Friday, October 19, 2012
Early Warning System
California Treasurer Bill Lockyer reports the state is working on the development of an early warning system to prevent more municipal bankruptcies through early detection of signs of financial trouble. He compared the goal to stress testing, “where we try to determine what are the right metrics to cause red flags, alarm, some form of friendly discussions with experts, external advisers about what might be done to avoid a potential crisis.’’ Stockton, San Bernardino, and Mammoth Lakes have sought Chapter 9 protection, stoking investor concerns that more will follow as finances worsen and bankruptcy’s stigma fades. Mr. Lockyer said he does not expect the trend to continue: “I agree with those who have said probably not, there may be some, not very many.” The early-detection system is a collaboration among the treasurer’s office, the controller, the Legislature, and officials in Los Angeles and San Diego, according to Mr. Lockyer.
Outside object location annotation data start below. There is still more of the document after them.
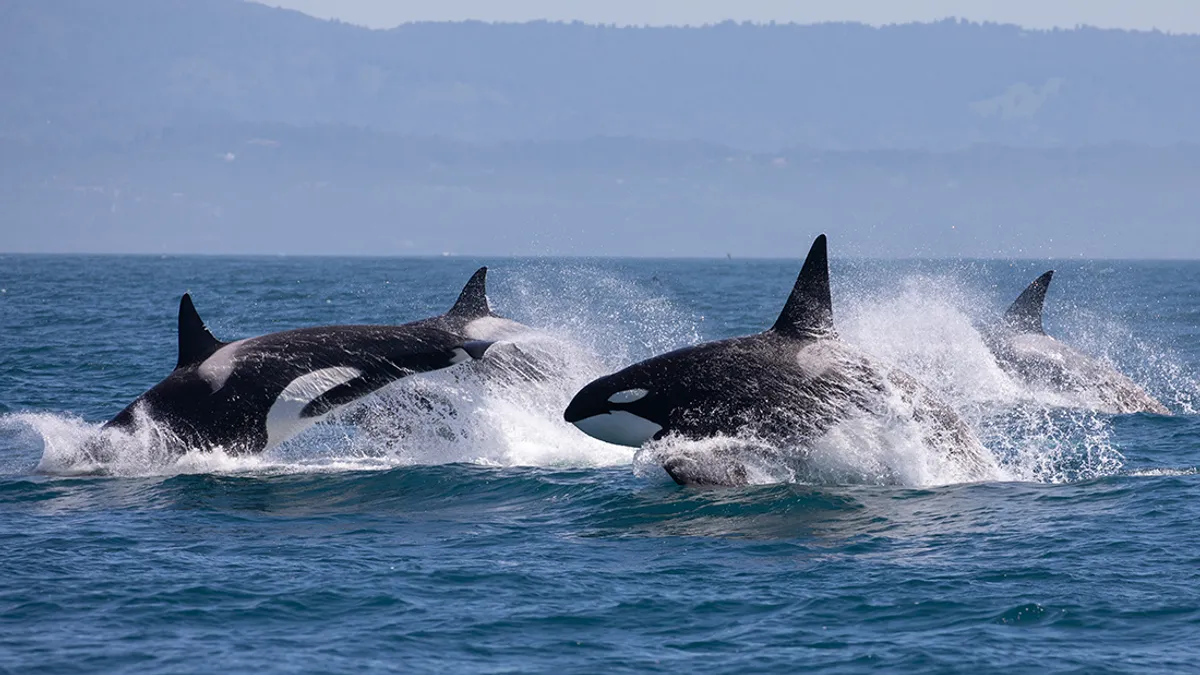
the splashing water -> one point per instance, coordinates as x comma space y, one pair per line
591, 323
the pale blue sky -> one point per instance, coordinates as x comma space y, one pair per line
1174, 16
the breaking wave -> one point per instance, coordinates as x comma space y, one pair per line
589, 323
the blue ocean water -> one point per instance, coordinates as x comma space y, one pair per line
496, 538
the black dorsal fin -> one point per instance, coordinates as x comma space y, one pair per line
809, 309
196, 344
1025, 315
473, 300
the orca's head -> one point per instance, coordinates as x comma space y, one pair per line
625, 408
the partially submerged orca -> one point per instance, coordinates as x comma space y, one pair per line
789, 384
1024, 350
515, 353
250, 395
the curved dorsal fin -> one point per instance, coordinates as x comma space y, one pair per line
1025, 315
473, 300
196, 344
809, 309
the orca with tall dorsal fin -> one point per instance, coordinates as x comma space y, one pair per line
787, 386
516, 352
250, 395
1024, 351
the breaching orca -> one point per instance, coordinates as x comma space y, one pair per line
252, 394
515, 353
789, 386
1024, 350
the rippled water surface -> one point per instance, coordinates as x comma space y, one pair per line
487, 536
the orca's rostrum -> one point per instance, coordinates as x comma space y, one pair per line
789, 386
250, 395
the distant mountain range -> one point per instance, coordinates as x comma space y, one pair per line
88, 70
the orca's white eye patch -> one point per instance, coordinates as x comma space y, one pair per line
628, 395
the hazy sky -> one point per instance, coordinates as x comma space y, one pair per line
1174, 16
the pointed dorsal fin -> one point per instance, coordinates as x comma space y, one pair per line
473, 300
1025, 315
196, 344
809, 309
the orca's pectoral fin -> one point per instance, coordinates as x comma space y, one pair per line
477, 348
1025, 314
196, 342
473, 300
341, 395
809, 309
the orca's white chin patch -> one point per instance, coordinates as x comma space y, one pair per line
621, 428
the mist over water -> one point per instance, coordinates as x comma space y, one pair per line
587, 321
455, 518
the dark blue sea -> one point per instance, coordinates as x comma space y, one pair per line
493, 537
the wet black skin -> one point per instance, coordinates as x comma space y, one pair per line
751, 384
234, 417
786, 386
1024, 350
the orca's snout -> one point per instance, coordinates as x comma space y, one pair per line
579, 408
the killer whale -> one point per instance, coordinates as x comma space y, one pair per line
1025, 351
789, 384
515, 352
250, 395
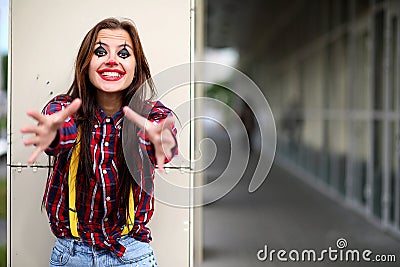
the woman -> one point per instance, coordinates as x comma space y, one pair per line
97, 209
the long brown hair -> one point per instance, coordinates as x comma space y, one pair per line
82, 88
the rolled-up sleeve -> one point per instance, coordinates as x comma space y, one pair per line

Lawmakers would have to approve the plan. Analysts at the conference said they are taking a closer look at the willingness of California cities to repay their debt in light of the bankruptcies. “It is difficult to assess a city just based on the numbers,’’ said Melanie Tung, senior municipal research analyst at Wells Capital Management. “Management, the willingness and ability to pay – those are measurements that we have looked at and are trying to examine more closely as we look at credits now in this environment.” Treasurer Lockyer stated he did not believe California municipalities are becoming less willing to repay their debt: “Just the opposite.’’ As per the above, however, Moody’s and S&P appear to differ in their predictions of further municipal bankruptcies in California. Gabriel Petek, an S&P analyst , said he does not anticipate a “tsunami’’ of filings, noting the communities in bankruptcy are a fraction of the 482 cities in the state: Of the 201 communities that S&P rates, he noted: “we believe that those that are at most risk of encountering this level of financial distress are already at the very low end of the rating spectrum.” Moody’s, as per the above, seems more pessimistic.